Lending American capital to Mexicans

Seeking to tap into the billions of dollars that Mexicans working in the United States send home each year, a Mexican mortgage finance company is opening a New York branch on Thursday to offer loans to Mexicans who want to buy a house in their country.

Last year, Mexicans sent home $13.27 billion, more than the country earned from foreign tourism. The money lifts many families out of poverty and in some regions is the only source of income.

Many Mexicans working in the United States hope to save enough to buy a house in Mexico and return. But the money they send home is often consumed by daily needs.

Under the lending plan created by Hipotecaria Nacional, Mexico’s largest mortgage finance company, a Mexican working in the United States – legally or illegally – will be able to apply for a loan and pay the monthly installment in dollars through an American bank.

Relatives in Mexico must also sign the loan, which is issued in Mexico in pesos and backed by Mexico’s national mortgage bank, Sociedad Hipotecaria Federal.

And what do the stats look like?

…a worker would need to pay $400 a month for a 15-year mortgage at 15 percent interest on a house valued at about $36,000 with a 20 percent down payment.

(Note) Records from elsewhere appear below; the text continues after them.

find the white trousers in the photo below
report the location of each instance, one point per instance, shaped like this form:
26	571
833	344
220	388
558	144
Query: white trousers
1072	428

That interest rate, which would be quite high in the United States, is reasonable by Mexican standards, given higher base interest rates, inflation and the greater risk of default.

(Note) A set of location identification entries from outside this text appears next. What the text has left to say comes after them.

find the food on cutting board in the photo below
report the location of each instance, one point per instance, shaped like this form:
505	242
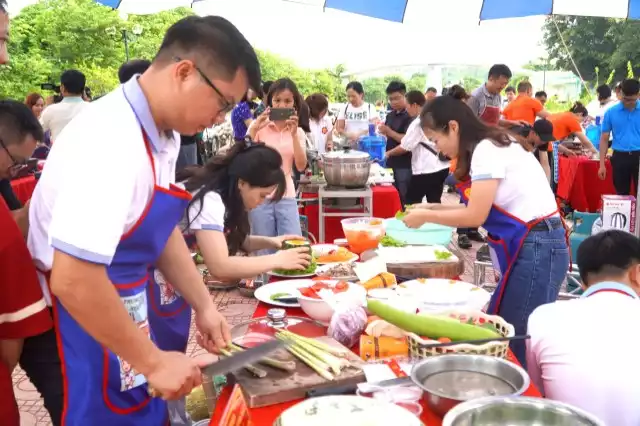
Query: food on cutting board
315	291
373	348
347	325
383	280
326	360
388	241
294	272
335	256
430	325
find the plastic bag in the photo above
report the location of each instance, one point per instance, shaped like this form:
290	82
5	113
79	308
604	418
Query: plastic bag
347	324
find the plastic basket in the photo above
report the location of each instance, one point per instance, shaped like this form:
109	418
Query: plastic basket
418	347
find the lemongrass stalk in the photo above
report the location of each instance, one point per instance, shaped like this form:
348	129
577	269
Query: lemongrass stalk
311	362
271	362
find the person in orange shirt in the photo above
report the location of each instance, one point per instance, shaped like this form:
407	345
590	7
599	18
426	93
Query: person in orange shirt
525	107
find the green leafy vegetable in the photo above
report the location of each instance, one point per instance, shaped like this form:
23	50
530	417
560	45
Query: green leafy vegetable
388	241
293	272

I’ll add that a house in rural Mexico costs only a few thousand dollars to buy or construct.

Nor are real estate-based capital movements restricted to mortgages proper:

…it has been Mexican companies that have come up with the most innovative ideas. Since 2001, Cemex, the cement giant, has allowed Mexicans to pay for bags of cement in the United States that relatives pick up in Mexico to build houses. The company, which has five offices in California and one in Chicago, even offers free engineering advice.